There was a curious contrast between these two figures as they stood on the steps of that great empty tomb. The contrast was all the more singular and even the more striking because the two might easily have been described in such terms as would seem to suggest no contrast. If they were described as a handsome young man (for he was scarcely more than thirty) and a handsome young woman, the description would be correct. He was rather tall, she was rather tall; but he was formal, severe, respectable, and absolutely unpicturesque—she was picturesque in every motion. His well-made clothes sat stiffly on him, and the first idea he conveyed was that he was carefully dressed. Even a woman would not have thought, at the first glance at least, of how she was dressed. She only impressed one with a sense of the presence of graceful and especially emotional womanhood. The longer one looked at the two the deeper the contrast seemed to become. Both, for example, had rather thin lips; but his were rigid, precise, and seeming to part with a certain deliberation and even difficulty. Hers appeared, even when she was silent, to be tremulous with expression. After a while it would have seemed to an observer, if any observing eye were there, that no power on earth could have brought these two into companionship.

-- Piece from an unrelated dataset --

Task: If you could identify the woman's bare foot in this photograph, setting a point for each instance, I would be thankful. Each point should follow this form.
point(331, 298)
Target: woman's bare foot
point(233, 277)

"I won't take this as your final answer," he said, after one or two unsuccessful efforts to speak. "You will consider this again, and give it some serious reflection."
She only shook her head, and once more seated herself on the steps of the monument as if to suggest that now the interview was over.
"You are not walking homeward?" he asked.
"I am staying here for awhile."
He bade her good morning and walked slowly away. A rejected lover looks to great disadvantage when he has to walk away. He ought to leap on the back of a horse, and spur him fiercely and gallop off; or the curtain ought to fall and so finish up with him. Otherwise, even the most heroic figure has something of the look of one sneaking off like a dog told imperatively to "go home." Mr. Sheppard felt very uncomfortable at the thought that he probably did not seem dignified in the eyes of Miss Grey. He once glanced back uneasily, but perhaps it was not a relief to find that she was not looking in his direction.
CHAPTER II.
THE EVE OF LIBERTY.
Miss Grey remained in the park until the sun had gone down and the stars, with their faint light, seemed as she moved homeward to be like bright sparkles entangled among the high branches of the trees. She had a great deal to think of, and she troubled herself little about the mental depression of her rejected lover. All the purpose of her life was now summed up in a resolve to get away from Keeton and to bury herself in London.